Re:Damn! Should have installed Win7 instead of Ubu

[rduke15]

Yes, it's the Intel WiFi Link 5300 (in a Thinkpad), using the iwlagn driver (in Ubuntu 9.04). Not sure if it's because of the chipset, the driver or their combination, but it doesn't support master mode:

# iwconfig wlan0 mode master
Error for wireless request "Set Mode" (8B06) :
        SET failed on device wlan0 ; Invalid argument.

Easier even

[srussia]

If SoftAP works as well as the Softmodem (Winmodem) I'm using right now; let me expla...{#`%${%&`+'${`%& NO CARRIER

Is this just the Ad-Hoc network option

[moxley]

Is this just the Ad-Hoc network option that can be setup in the network and sharing center, or is it something else?

I have Win7 Ultimate and I can't find anything that refers to "VirtualAP" or "SoftAP."
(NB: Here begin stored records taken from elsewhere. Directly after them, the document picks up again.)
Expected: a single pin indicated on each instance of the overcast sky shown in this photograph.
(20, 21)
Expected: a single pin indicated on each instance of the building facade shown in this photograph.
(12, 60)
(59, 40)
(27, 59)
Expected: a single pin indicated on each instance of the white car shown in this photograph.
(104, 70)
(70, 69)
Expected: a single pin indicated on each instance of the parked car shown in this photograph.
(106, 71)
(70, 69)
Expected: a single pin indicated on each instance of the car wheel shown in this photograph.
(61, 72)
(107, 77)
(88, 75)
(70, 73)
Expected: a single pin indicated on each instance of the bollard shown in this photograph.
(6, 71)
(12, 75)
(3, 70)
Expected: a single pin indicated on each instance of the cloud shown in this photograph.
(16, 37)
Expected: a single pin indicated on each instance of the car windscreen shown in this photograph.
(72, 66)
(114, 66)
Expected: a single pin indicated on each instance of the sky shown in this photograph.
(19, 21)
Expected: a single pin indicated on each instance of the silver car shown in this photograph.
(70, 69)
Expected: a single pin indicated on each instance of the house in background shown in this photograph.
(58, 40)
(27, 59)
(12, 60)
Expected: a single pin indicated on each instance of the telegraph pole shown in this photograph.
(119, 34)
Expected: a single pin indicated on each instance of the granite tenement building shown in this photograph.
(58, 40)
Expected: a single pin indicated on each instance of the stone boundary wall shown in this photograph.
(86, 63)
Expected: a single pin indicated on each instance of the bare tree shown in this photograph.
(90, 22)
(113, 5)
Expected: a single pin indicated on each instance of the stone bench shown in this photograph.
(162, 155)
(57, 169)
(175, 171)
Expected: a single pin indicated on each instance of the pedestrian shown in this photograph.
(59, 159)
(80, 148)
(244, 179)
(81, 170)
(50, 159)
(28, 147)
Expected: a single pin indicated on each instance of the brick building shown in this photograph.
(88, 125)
What would you give up to upgrade a dozen switches

[dbIII]

Some unfortunates have content filters that wouldn't let my post through otherwise, hence the asterisks - know you know why you see them sometimes.
For some reason everyone missed the first sentence about switches that can do this being expensive. What would you do without to upgrade a working network with less than ideal security? Would you go without the things that make the production network productive? That IS sometimes the choice. We are talking about replacing switches worth a couple of hundred with ones that cost several thousand - a major deal unless you are a tiny operation in a tiny location with only a single switch, and prohibitively expensive if you are a tiny operation spread over a few buildings or floor with a lot of switches. In many places it's not easy to argue for without looking paranoid, since you'll be asked why you are spending this much on INTERNAL network security. Think about coming in from the outside and effectively telling someone they shouldn't trust their employees on the company network and you'll see what I mean. Management see a dumb gigabit switch for a couple of hundred and then want to know why you want to spend thousands on cisco gear.
As I said before, coating everything with gold may solve a potential problem but there are other ways.
The "snicker" bit missed the most important point - it's about protecting the production network from misuse by employees already on there - somewhat of a major difference instead of the simplistic view so much harder to justify on a budget. It's a bit of a major misunderstanding which makes me wonder if you know anything about the subject I'm talking about. If you do know what you are talking about, go ahead and find a cheap 48 port gigabit switch that can do this and I'll take ten. Until then I'll just firewall off the software developers and other potential troublemakers to minimise disruptions. A few routers with decent firewall rules are cheap compared with coating everything in cisco gold.